You wouldn’t ask a web developer to do your advertising, so surely something as important as reward communication should be to a left to a specialist?…

For the past decade, various international HR management consultancies have been providing excellent brokerage and facilitation services to help companies deliver reward packages to their people. As well as advising to the highest standards on the best benefits to offer, they will also broker and supply them via sophisticated platforms that give employees the opportunity to choose their own benefits online.

Once built, these platforms are often managed on a fee per employee basis, through multi-year contracts. They can also offer communication services relating to the benefits provided by their clients to employees.

But is this always enough?

A few years into these contracts, companies are noticing that engagement scores in their employee surveys are no longer rising. Even though so much money and effort has been invested in developing and delivering reward strategy, the impact seemed to have tailed off.

Feeling compelled to act, worried HR Directors send out another email or brochure promoting the benefits they offer – sometimes they even spend more money by changing those carefully crafted benefits in their efforts to build engagement – but to no avail, those survey scores remain stubbornly static.

Why does this happen? In a word: communication.

Companies invest in reward and benefits to attract, retain and motivate talented people who will help to deliver their business strategy – it’s part of the ‘deal’. But far too many firms merely provide good reward packages and leave it at that, expecting their people to engage automatically by just looking at the software that’s provided.

The problem is that software experts are not communication experts. Just because they deliver great transactional portals for selecting and managing benefits, that doesn’t make them experts at the nuanced business of building engagement in a disparate workforce.

If you communicate your reward strategy well – in a way that’s fully aligned to your company’s brand, culture and business targets – you’ll be doing more than merely engaging your people, you’ll be making a great contribution to your overall business strategy.

HR Directors are under pressure to provide and deliver benefits on time and on budget. It’s tempting to get one supplier to provide the benefits, the platform they run on and the communications too. But doing it that way is a mistake that could cost much more to rectify than just doing it right in the first place.

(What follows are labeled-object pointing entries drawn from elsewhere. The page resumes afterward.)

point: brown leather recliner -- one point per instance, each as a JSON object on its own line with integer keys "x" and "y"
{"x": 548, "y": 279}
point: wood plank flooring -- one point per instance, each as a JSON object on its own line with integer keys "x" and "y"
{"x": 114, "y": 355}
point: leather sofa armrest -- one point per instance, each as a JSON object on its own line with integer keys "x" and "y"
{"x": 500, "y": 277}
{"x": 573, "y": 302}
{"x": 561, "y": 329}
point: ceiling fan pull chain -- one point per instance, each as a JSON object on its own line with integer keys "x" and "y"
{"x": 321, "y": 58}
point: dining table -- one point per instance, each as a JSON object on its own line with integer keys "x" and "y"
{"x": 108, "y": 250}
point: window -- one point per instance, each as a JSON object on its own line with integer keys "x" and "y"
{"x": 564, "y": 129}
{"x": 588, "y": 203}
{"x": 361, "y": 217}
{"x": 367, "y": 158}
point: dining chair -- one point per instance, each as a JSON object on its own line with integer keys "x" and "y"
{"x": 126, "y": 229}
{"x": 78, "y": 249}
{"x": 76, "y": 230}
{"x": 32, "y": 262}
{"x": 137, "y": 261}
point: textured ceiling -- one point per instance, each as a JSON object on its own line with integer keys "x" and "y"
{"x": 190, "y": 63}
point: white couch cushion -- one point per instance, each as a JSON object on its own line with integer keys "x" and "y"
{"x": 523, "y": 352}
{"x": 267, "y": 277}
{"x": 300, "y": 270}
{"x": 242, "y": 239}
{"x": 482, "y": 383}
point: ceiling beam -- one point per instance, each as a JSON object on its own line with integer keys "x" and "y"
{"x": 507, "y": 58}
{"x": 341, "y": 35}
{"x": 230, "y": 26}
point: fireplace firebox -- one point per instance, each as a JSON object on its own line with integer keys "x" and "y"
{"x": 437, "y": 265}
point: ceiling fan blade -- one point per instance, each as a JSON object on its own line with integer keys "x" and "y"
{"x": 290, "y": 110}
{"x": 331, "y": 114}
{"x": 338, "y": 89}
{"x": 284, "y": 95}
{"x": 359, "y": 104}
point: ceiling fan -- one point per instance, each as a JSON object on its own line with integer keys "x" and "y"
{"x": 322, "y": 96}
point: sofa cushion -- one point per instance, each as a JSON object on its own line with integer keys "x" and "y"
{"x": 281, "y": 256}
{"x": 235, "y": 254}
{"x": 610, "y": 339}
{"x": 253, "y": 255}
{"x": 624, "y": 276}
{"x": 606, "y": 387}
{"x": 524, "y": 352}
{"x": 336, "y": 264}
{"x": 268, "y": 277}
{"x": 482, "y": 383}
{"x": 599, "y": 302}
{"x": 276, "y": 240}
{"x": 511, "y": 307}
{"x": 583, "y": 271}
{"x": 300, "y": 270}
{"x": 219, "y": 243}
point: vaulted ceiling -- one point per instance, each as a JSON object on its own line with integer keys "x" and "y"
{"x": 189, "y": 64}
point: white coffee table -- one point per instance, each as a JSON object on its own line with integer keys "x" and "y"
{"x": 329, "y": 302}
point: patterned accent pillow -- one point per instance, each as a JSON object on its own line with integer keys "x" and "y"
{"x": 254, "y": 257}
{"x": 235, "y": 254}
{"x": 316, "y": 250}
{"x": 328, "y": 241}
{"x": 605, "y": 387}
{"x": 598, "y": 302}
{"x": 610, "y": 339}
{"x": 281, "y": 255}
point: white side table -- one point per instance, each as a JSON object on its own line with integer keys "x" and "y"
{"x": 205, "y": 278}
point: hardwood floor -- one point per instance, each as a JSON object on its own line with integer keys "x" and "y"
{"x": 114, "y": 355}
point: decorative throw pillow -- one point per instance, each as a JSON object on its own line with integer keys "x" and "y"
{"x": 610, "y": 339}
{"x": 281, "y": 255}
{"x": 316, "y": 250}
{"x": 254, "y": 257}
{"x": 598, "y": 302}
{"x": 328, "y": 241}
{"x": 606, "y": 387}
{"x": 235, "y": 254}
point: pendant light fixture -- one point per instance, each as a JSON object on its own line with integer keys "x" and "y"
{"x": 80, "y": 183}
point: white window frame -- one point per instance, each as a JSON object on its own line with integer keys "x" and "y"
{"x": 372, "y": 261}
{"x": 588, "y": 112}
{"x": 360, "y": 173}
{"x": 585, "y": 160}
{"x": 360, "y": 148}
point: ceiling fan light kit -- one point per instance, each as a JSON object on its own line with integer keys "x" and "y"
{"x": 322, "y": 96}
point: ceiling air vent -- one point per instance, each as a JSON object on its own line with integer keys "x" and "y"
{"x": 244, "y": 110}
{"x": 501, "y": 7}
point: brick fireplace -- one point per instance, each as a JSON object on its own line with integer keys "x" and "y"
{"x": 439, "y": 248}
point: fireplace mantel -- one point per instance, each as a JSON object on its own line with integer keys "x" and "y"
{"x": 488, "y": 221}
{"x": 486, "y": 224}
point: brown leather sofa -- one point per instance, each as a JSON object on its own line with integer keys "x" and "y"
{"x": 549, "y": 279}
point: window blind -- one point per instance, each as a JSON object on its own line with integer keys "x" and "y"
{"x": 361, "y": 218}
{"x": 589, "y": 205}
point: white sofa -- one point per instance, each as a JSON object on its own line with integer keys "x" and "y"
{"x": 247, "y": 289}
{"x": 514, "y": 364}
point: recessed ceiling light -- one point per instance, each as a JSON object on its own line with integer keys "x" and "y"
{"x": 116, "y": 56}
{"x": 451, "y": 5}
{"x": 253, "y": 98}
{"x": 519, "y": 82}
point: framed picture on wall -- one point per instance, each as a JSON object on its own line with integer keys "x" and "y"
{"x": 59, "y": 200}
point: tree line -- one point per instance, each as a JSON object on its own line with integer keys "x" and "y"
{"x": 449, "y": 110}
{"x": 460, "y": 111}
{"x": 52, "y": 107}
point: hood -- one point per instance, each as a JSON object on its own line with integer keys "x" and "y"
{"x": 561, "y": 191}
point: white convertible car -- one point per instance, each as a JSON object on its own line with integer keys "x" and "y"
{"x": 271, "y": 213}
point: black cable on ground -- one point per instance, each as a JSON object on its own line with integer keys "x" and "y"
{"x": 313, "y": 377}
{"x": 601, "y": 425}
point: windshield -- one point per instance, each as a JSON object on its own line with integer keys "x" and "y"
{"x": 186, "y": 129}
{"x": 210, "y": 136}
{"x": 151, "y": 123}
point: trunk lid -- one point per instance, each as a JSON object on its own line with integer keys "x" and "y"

Why do companies let this happen? I think it’s because that they don’t always grasp the importance of emotional engagement inside their own organisations. They do externally – I guarantee that, without exception, every successful company is expert at getting their customers to emotionally engage with their brand because if they weren’t they would quickly go out of business. But I would say only around 15-20% of companies clearly demonstrate an understanding of how important it is to use the same approach for reward communication.

Your people need to appreciate the true value of what they’re being offered and emotionally engage with it. Employees need to see reward within the wider context of their relationship with the company. They need to realise that the company respects them and has taken care to tailor their benefits, but that in return something is expected of them. In short, they need to understand the employee value proposition and buy into it.

Getting all this across and keeping it alive in people’s minds takes skill, creativity and innovation – the software platform is just a part of it. If reward communication is seen as nothing more than an afterthought, it will fail. It’s a difficult, subtle job best left to experts.

Companies need to ensure they’re using specialist people to do this specialist job – someone who really understands what makes employees tick.